RACISME – Pauline, boulangère camerounaise en France, se fait traiter de chimpanzé au quotidien

RACISME – « Qui a fait cette faute-là, qui a donné une place pareille à une noire? ». Dans la ville des Hauts-de-Seine de Levallois-Perret, une boulangère a témoigné du racisme dont elle est victime au quotidien, suscitant un élan de solidarité impressionnant ainsi que de nombreuses réactions au sein de l’équipe municipale de la ville mais aussi du gouvernement.

Tout est parti d’une vidéo diffusée le 26 février par la Ligue de Défense Noire Africaine (LDNA), qui se présente comme un « mouvement luttant contre la Négrophobie, le Racisme, Discrimination ». Contactés par des habitants de Levallois-Perret, les membres de l’association se sont rendus à la boulangerie « Chemin des Pains » de Levallois-Perret et tenue par « Madame » Pauline », originaire du Cameroun.

Dans la vidéo de la LDNA, « Madame Pauline » raconte le racisme et les intimidations dont elle est régulièrement victime de la part de certains habitants. »Il y a des personnes qui me lancent ‘Chimpanzé’ (…) Franchement vous n’avez pas de place parmi nous », raconte la boulangère, dont le commerce se situe dans une rue très passante de la ville.

Les images, reprises par le site NegroNews, ont provoqué un tollé, atteignant jusqu’à la sphère gouvernementale. Sur Twitter, la secrétaire d’État à l’égalité femmes-hommes Marlène Schiappa a invité « Pauline » à déposer plainte, afin qu’une enquête puisse être menée. Son cabinet a également contacté la commerçante, indique la LDNA et son tweet a été relayé par le porte-parole du gouvernement Benjamin Griveaux.

La mairie de Levallois-Perret mise en cause

Dans les trois vidéos, la commerçante et la LDNA dénoncent l’inaction de la municipalité de Levallois, ainsi que la complicité de la mairie et de la co-propriété pour gêner le commerce de Pauline. Dans un communiqué, la LDNA affirme ainsi que « la municipalité et la police municipale sont parfaitement au courant de ce qu’endure la maman » et que le maire de la ville « lui a adressé un courrier signé de sa main lui disant que ‘dans sa ville tout va bien’! ». L’une des vidéos montre d’ailleurs un échange tendu entre le représentant de la LDNA et la directrice de cabinet de Patrick Balkany, qui n’aboutit pas.

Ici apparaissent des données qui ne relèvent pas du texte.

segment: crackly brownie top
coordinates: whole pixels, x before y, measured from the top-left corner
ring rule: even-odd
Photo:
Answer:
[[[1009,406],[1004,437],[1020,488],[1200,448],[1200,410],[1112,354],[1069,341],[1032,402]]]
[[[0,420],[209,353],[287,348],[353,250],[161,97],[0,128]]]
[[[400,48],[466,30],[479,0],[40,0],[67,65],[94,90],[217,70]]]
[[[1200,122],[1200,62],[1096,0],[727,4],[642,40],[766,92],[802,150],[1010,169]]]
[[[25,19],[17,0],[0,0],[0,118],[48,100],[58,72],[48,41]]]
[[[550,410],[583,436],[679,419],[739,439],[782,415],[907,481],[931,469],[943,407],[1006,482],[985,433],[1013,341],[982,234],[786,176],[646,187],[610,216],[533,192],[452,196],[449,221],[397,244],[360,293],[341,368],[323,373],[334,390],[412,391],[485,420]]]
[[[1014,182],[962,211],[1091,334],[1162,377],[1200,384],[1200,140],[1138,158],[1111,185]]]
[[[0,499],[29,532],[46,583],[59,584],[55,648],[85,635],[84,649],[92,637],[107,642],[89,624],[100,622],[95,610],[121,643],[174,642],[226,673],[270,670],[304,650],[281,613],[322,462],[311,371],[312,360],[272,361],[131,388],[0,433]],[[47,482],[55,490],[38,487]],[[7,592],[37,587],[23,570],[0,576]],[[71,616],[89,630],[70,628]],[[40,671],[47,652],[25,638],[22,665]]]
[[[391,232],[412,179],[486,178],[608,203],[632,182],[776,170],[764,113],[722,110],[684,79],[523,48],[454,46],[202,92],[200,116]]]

Contactée par Le HuffPost, Isabelle Balkany, première adjointe du maire de Levallois-Perret, nous a confirmé que la mairie était bien au courant de la situation et précise qu’une plainte avait déjà été déposée. « Il y a deux ans, un pasteur a écrit à la mairie pour signaler un problème avec la co-propriété et les insultes racistes », raconte Isabelle Balkany. La municipalité encourage alors la commerçante à déposer plainte, ce qui a été fait: « La commissaire nous l’a confirmé, les policiers ont pris la plainte », nous indique la première adjointe, qui affirme que les déclarations de la LDNA sur des dépôts de plaintes refusées sont « fausses ». Elle déclare cependant qu’en dépit de deux relances du commissariat, la commerçante n’a pas ramené les éléments dont elle disait disposer pour étayer sa plainte.

Interrogée sur la lettre signée par le maire Patrick Balkany et présentée dans la vidéo, Isabelle Balkany affirme qu’elle n’émane pas directement de la commerçante, mais d’un de ses amis. Cette missive aurait donné suite à deux rencontres avec des membres de l’équipe municipale, dont l’adjoint chargé de la sécurité publique. Ces rencontres n’ont cependant pas abouti concrètement, Isabelle Balkany évoquant un discours « confus » de la commerçante.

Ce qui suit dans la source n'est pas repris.